# How do I stop scarfing?



## gravymommy (Jan 4, 2012)

Hi all,

I am a week into Chi bondage and have lots of questions. My biggest one right now is how to I stop Juliet from inhaling her food? I am feeding her ZP (which I hope is good and doesn't turn out down the road to be bad) and she literally chokes herself at feedings because she is eating so fast. You would think it was puppy crack. I break each piece up into fourths because she is so tiny (7 wks old and about a pound.) Any ideas would be helpful.

Thanks in advance,

Amy


----------



## michele (Jan 12, 2009)

Z/P is a great food.My Sheltie is like that,i got a bowl with small poles bits in it so he has to go round the poles to get the food.Some people put a ball in the dish


----------



## gravymommy (Jan 4, 2012)

Michele,

Can you post a pic of the bowl so I can wrap what's left of my brain around it? Thanks for the quick answer.


----------



## michele (Jan 12, 2009)

Amazon.co.uk: dog feeding bowls
Here it is on Amazon, slow feeder


----------



## gravymommy (Jan 4, 2012)

thanks so much!


----------



## jan896 (Dec 9, 2009)

I used to turn the food bowl upside down adn feed on the bottomside... or they make bowls just for that issue


----------



## gravymommy (Jan 4, 2012)

I think I am going to have to do the poor man's method - feed the little stinker one piece at a time. Can y'all help me figure out how much I should be feeding her? I think I'm giving her enough but maybe that's the problem. She is one pound and I am feeding ZP lamb "jerky". In case I'm way off, I'm gonna see what y'all suggest - thanks in advance.


----------



## jan896 (Dec 9, 2009)

try a Google search for
DOG BOLTING FOOD

there is alot of information


----------



## RavenclawPrefect (Oct 19, 2011)

Just put a tennis ball in her food dish with the food around it. She has to slow down to get it.


----------



## jesuschick (Dec 5, 2010)

Do you add water to the ZP? That seems to slow them some and it helps with digestion. Mine all inhale it as well. I'd really avoid hand feeding. THAT will cause you issues later on.
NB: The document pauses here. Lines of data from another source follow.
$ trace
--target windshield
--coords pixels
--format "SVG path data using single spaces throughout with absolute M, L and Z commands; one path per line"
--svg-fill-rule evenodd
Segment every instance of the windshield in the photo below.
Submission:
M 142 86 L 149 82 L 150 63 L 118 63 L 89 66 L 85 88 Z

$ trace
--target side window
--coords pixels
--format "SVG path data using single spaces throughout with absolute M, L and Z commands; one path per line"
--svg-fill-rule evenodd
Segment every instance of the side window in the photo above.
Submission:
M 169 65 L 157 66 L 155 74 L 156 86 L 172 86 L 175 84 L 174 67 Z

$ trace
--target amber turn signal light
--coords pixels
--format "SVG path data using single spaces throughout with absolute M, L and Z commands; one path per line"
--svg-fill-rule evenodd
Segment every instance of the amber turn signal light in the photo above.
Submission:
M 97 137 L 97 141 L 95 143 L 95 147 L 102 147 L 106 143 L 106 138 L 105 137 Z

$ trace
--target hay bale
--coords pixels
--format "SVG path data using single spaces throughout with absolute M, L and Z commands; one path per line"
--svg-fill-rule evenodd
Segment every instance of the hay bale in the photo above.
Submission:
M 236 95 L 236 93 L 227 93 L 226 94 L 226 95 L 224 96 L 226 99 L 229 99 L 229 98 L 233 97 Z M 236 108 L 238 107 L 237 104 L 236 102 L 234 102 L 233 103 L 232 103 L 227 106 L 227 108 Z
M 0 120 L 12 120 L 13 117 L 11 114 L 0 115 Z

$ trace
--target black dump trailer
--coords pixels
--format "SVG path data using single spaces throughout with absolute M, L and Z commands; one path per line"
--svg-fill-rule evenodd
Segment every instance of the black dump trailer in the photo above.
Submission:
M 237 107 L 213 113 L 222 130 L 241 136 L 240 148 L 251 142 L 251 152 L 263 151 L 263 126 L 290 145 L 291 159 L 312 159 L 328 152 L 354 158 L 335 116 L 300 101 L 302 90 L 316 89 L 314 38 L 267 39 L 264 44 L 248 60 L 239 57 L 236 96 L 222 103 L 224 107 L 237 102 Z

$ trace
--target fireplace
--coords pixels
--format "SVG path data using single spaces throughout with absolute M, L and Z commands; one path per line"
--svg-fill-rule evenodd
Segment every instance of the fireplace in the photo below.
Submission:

Since she is a puppy you would double her feedings. My ZP booklet says that a 2.2 lb. dog should get 1/3 of a scoop daily. So, since she is 1 pound (and you would double that in regard to her feeding), it would seem that she would get a bit less than 1/3 scoop daily. I would break that up into 3-4 feedings given her age. 

Have you considered puppy formula as a supplement as well?


----------



## flippedstars (Dec 16, 2009)

If I have one that eats too quickly I just spread their meal out on a cookie sheet. They have to pick each piece up; no more inhaling


----------



## gravymommy (Jan 4, 2012)

Thanks all for the input. I was pretty darn close on the food (maybe a tad heavy - 4 kibble thingys or so). Will try the tennis ball. Why would she need a puppy formula? I am confuzzed. I thought you could just increase the amount of caloric intake with a good quality food. Of course, I have been out of the dog game for 14 or so years and it is worlds different now in terms of foods, etc. My head is spinning...


----------



## MiniGrace (Oct 31, 2011)

I add water to the Ziwipeak, enough so that the food is completely covered with water. That slows my dog down and the extra moisture from the water helps kep him from choking.


----------



## jesuschick (Dec 5, 2010)

gravymommy said:


> Thanks all for the input. I was pretty darn close on the food (maybe a tad heavy - 4 kibble thingys or so). Will try the tennis ball. Why would she need a puppy formula? I am confuzzed. I thought you could just increase the amount of caloric intake with a good quality food. Of course, I have been out of the dog game for 14 or so years and it is worlds different now in terms of foods, etc. My head is spinning...


I'm probably over cautious but I would supplement with a puppy milk formula-even if it is what I poured over the ZP instead of warm water for a couple of weeks. I would do it because of her age. She should still be with mama and littermates at 7 weeks. I got Hope too soon at 9 weeks. I now know that puppies should stay at the breeder until 10-12 weeks-or longer. I did not know that prior but wish I had.


----------



## gravymommy (Jan 4, 2012)

thanks Jesuschick. I didn't know they should stay that long either when I got her at 6 weeks (yikes.) I will get some and marinade the ZP in it. More questions to follow, especially about her coloring, etc. Thanks.


----------



## Sky (Jan 7, 2012)

What about trying a Clix pyramid? It's a fun puzzle sort of feeding method. You should google it and see if it would be good for you.


----------